God responds and tells them they will never leave the wilderness – no Israel, no Egypt – neither is real for them.  With no clarity of their past, and no realistic view of their future, they cannot move from where they are.  God is not punishing them with death since they will all live out their natural lives…in the only reality they chose, the one with no grounding and no promise of opportunity.

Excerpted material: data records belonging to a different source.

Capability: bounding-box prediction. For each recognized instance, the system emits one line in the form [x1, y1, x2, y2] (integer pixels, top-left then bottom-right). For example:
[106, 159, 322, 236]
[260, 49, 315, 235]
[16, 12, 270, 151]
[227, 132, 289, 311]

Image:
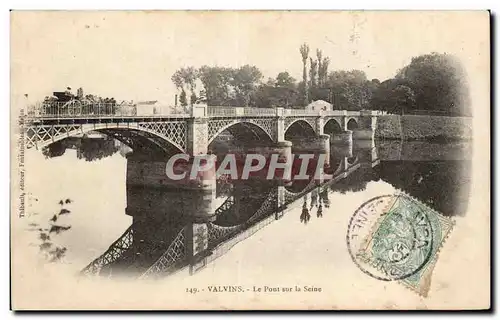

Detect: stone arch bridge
[22, 104, 380, 275]
[24, 104, 379, 155]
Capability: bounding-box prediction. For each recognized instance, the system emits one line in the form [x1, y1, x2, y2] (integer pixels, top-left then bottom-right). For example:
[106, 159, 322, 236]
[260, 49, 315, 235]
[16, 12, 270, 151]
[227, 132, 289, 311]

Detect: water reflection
[36, 132, 471, 275]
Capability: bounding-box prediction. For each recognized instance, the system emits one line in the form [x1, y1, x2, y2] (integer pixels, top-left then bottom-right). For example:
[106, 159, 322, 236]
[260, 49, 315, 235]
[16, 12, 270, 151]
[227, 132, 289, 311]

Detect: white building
[305, 100, 333, 111]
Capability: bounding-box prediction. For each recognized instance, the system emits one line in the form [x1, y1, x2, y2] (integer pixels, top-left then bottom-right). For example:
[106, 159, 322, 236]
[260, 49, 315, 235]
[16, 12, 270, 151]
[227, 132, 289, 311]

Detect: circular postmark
[346, 194, 433, 281]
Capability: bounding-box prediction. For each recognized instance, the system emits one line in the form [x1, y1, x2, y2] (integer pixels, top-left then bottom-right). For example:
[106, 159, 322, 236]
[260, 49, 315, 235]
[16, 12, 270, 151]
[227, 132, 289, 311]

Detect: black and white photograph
[9, 10, 490, 310]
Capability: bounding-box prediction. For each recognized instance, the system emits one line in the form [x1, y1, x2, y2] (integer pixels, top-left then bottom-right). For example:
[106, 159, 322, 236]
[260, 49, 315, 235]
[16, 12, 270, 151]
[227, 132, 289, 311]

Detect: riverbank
[375, 115, 472, 142]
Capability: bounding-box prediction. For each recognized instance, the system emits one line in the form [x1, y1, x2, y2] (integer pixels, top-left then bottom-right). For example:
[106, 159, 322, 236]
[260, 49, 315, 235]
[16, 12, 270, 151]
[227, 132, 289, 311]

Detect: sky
[11, 11, 488, 104]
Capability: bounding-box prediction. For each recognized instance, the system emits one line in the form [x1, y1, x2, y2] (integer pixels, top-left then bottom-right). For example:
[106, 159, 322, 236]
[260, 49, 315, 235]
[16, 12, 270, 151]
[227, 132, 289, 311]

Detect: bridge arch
[208, 120, 274, 144]
[323, 118, 344, 134]
[347, 118, 359, 130]
[27, 123, 186, 153]
[285, 118, 316, 136]
[285, 119, 316, 140]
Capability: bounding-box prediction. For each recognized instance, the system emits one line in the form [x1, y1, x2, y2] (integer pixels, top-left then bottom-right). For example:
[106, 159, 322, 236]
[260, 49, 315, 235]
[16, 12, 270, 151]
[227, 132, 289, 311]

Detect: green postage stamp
[348, 193, 454, 296]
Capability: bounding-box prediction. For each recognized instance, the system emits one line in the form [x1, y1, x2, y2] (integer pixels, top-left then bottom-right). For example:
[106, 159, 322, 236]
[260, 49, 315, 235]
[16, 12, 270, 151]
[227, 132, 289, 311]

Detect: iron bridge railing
[27, 100, 376, 120]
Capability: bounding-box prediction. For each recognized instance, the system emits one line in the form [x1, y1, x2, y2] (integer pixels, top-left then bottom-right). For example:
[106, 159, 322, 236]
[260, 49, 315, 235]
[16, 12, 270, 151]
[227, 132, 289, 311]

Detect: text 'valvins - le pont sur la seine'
[186, 286, 323, 294]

And all of this brings me back to my moments watching what is unfolding in the world around racial discrimination.  To some degree I hear a Jewish response that is caught between two worlds.  Should we ignore the past moments of our own discrimination that went unanswered by the world?  Should we weigh the politics of Israel and the political stands of some of the organized groups we would otherwise stand strongly with?  How much are we hurt that many of the rallying cries for justice are direct quotes from Jewish texts but that goes unnoticed as we are criticized?  Is this a moment of peoplehood, a moment of personal engagement, a moment of institutional leadership, a moment of political voices?

It is a Jewish moment.  Everything else will cloud the picture.  As we struggle with the confusion of these larger questions, we place ourselves in the wilderness, looking back at an Egypt we thought we knew and afraid of a future we can’t see.  Racial discrimination, in all its barbarism, has always been there, we didn’t see it on video and so we created the false Egypt of thinking maybe it wasn’t that bad.  As we stand in the comfort of our wilderness, we run the risk of saying nothing, waiting for someone else to lead.  Now we are doing exactly what the Sages warned us of when the Talmud said ‘silence is agreement’.

For the individual Jewish person, this is not politics, this is not a moment to reflect on Jewish suffering that went ignored.  This is the clarity of a Jewish moment where we understand that if we choose to stay between two worlds, we will choose a future of stagnation and waste, with nothing but a missed opportunity.

It is a Jewish moment where we are commanded to respond.  Over the last few weeks, we watched people shot, strangled and murdered.  The Torah has always told us that we must respond when we see these things.  Now is a time for our Jewish response.  We need not wait for the whole people to agree, we need to choose our own personal response and then find each other as each person chooses theirs.

In one of our ancient texts, the Sages give a beautiful list of how God can find each individual person.  At the end of the list it says that God can find us when we utter a ‘yes’ that means ‘yes’ and a ‘no’ that means ‘no’.  We are not easily found when we choose a world with no definition or when we choose to stand between two worlds.  We are found in a clear thought, that results in a clear communication, that we then commit ourselves to.